The Esmark case is thus the latest indicator of the SEC’s vigilance towards ensuring the veracity of tender offer communications under Rule 14e-8, separate and additional to any obligations under Rule 10b-5. This shift is evident from recent SEC activities and comments, which could suggest a more proactive stance in scrutinizing the authenticity and feasibility of future tender offer announcements. The case aligns with the SEC’s commitment to maintaining investor trust by holding entities accountable for misleading announcements about their ability to complete a tender offer.

Potential bidders should be cautious when announcing plans to make a tender offer, minimizing any appearance of a lack of bona fide intent to complete the offer. Companies or other persons considering tender offers should exercise heightened diligence in their disclosures and ensure they have the requisite financial resources to support their public commitments.

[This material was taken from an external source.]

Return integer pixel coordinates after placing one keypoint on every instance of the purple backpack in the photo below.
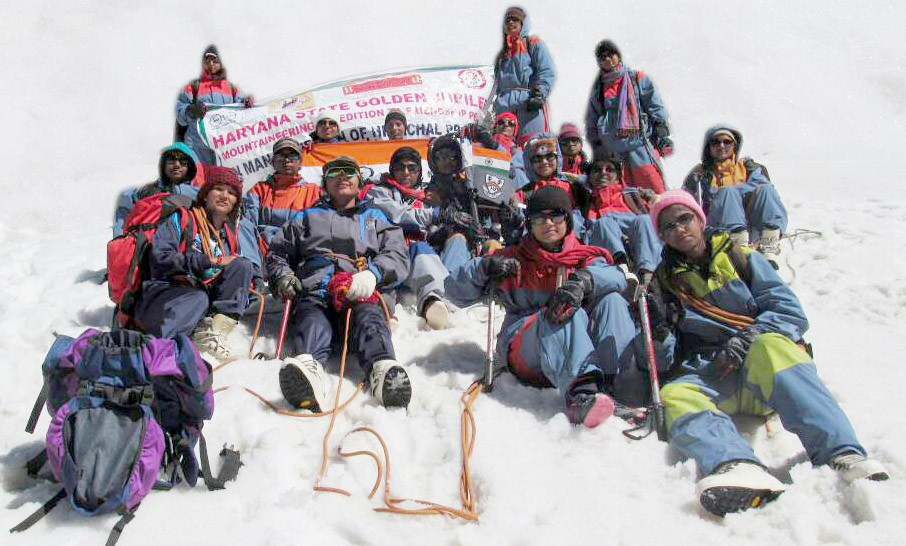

[1] See comment letter to Ally Financial Inc.’s Schedule TO-I filed April 23, 2015. More recently, the SEC staff had cited Rule 14e-8 in a comment letter to La Jolla Pharmaceutical Company’s Schedule TO-C filed on May 12, 2020. In the letter to La Jolla, however, the staff focused on whether an offer that was “non-binding and conditioned on material, undisclosed contingencies” violated Rule 14e-8(a). In its response, La Jolla clarified that it had not announced a proposed tender offer, only that its proposed merger agreement would be structured as a tender offer if accepted. La Jolla included this clarification in its subsequent filings.

[2] The U.S. Attorney for the Southern District of New York announced separately on April 5, 2022 that Mr. ten Cate was charged with tender offer fraud, securities fraud, and wire fraud.

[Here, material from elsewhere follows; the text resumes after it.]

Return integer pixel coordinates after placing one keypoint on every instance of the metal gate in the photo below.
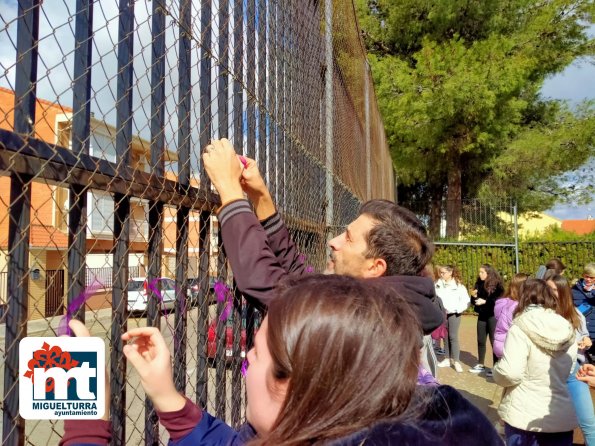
(54, 292)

[3] The U.S. Attorney for the Southern District of New York announced separately on March 14, 2024 that Mr. Larmore was arrested and charged with tender offer fraud and securities fraud.

[4] In 2018, Mr. Murray was sentenced to two years imprisonment in connection with criminal charges filed against him by the U.S. Attorney for the Southern District of New York for the manipulation of Fitbit stock. The Court further ordered Mr. Murray to forfeit $3,914.08.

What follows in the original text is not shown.